「【パレスチナ】」天国にちがいない ワンコさんの映画レビュー(感想・評価)
【パレスチナ】
予想外に考えさせられる作品だと思う。
スレイマンが話す場面はたった一度。
人々に伝わってるのは、この一語だけと言いたいのだろうか。
言葉は人が信じているより無力だと言いたいのか。
前半部分は、必要最少限の登場人物だけで、街に人はいない。
そんななかで、日常的にある隣人とのやりとり、クレーマー、暴力、親子喧嘩などを散りばめ、こんなシーンは、パリの映画製作会社でのやり取りまで続く。
パリのカフェのスレイマンの視線がいかにも、まあ、男のそれ、そのものなので笑える反面、相対的に豊かと言われる僕達の生きる世界の欲しているのは、こんな程度の事だと皮肉ってみせているのだ。
そして、映画製作会社の男の話しの示唆するところ。
パレスチナのことは、なかなか伝わらないのだ。
だから、前半部は、パレスチナのことを言葉にして伝えても本意は伝わらないのではないのかという、パレスチナの惨状を伝える側への皮肉も込めたメッセージでもあるのだ。
しかし、ここから、街に人は溢れる。
だが、パリジャンもパリジェンヌも、公園の椅子を取り合うとか、そんな日常で、このパリの人々もパレスチナの事など考える気など実はないという皮肉なのだ。
伝える側と、受け取る側のすれ違い。
では、国連本部のあるニューヨークはどうか。
タクシー運転手が、アラファトをカラファトと呼び、ここでも十分な理解などされているとは到底思えない。

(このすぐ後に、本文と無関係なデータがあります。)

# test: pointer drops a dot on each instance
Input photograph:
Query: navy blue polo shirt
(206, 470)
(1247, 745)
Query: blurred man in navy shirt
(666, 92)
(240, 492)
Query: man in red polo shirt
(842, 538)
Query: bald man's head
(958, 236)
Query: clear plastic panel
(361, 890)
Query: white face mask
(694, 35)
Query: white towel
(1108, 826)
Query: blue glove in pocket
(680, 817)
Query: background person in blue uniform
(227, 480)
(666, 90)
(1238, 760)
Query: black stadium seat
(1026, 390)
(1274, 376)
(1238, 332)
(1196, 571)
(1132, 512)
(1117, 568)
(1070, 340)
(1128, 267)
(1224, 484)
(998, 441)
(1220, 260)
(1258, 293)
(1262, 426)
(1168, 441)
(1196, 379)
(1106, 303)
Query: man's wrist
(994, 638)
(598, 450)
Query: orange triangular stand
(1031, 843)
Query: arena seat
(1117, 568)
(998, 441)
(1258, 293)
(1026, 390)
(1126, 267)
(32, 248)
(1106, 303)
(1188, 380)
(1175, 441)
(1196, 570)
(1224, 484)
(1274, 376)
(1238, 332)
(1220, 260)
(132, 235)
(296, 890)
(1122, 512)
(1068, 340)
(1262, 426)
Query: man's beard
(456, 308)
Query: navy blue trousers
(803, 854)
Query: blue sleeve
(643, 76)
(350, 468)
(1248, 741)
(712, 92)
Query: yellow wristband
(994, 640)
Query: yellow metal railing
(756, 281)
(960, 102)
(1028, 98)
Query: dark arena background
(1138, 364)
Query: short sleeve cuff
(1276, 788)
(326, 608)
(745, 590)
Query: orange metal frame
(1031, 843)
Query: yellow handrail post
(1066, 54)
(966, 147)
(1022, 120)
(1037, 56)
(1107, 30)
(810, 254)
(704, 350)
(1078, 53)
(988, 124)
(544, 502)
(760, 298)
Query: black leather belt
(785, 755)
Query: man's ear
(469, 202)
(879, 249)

銃やバズーカを携えているニューヨーク市民は、何を象徴しているのだろうか。
やはり、自分達のことだけでいっぱいいっぱいなのだ。
帰国したスレイマンの家の庭には、隣人が勝手にレモンの木を挿し木して育て、さも恩着せがましい表情で、増やしてあげましたと言いたげだ。
ありふれた日常。
バーで、踊り狂う若者たち。
パレスチナの若者も、みな同じなのだ。
なぜ、それが容易に叶わないのか。
スレイマンは、この作品で、
伝える側の問題、
受け取る側の問題、
パレスチナの人々の本当に欲しているところを、
この作品の中に凝縮して見せたのだ。
もし、これを観て何かを感じた人は、考えて欲しい。
そんなふうに思う。
今晩は。
新聞、ニュースでは、私の知る限りでは、そこまでの規制が東京で入っているとは知りませんでした。
私の居住区での変化点としては、座席予約が当日のみになった事位でしょうか・・。只、公開作は激減していますね。
地方都市なので(普段でも座席の埋まり具合は5%~50%です)、ジブリの映画が延期になったのは、映画館にとっては非常に厳しいと思われます。(昨年から出来る支援はしていますが・・)
昨年の様にならないように、祈るのみです。
映画館は、清浄な空間だと思うのですが、大都会では人の流れを完全に止めようとしているのは知っていましたが、まさか映画館までとは・・。
それにしても、ワクチン接種率のイスラエルと比較しての低さ及び実施方法の(素人でも分かる)稚拙さ・・。うーむ。日本は医療大国であった筈なのに、クスリばかり過剰にバラまいていた付けが来た感がありますね・・。
あ、又映画と関係ない事を書いてしまいました・・。
コロナ禍の一刻も早い終焉と、終息した後、日本の対応の稚拙さを鋭く抉ったドキュメンタリーを観る事が出来る日を心待ちにしています。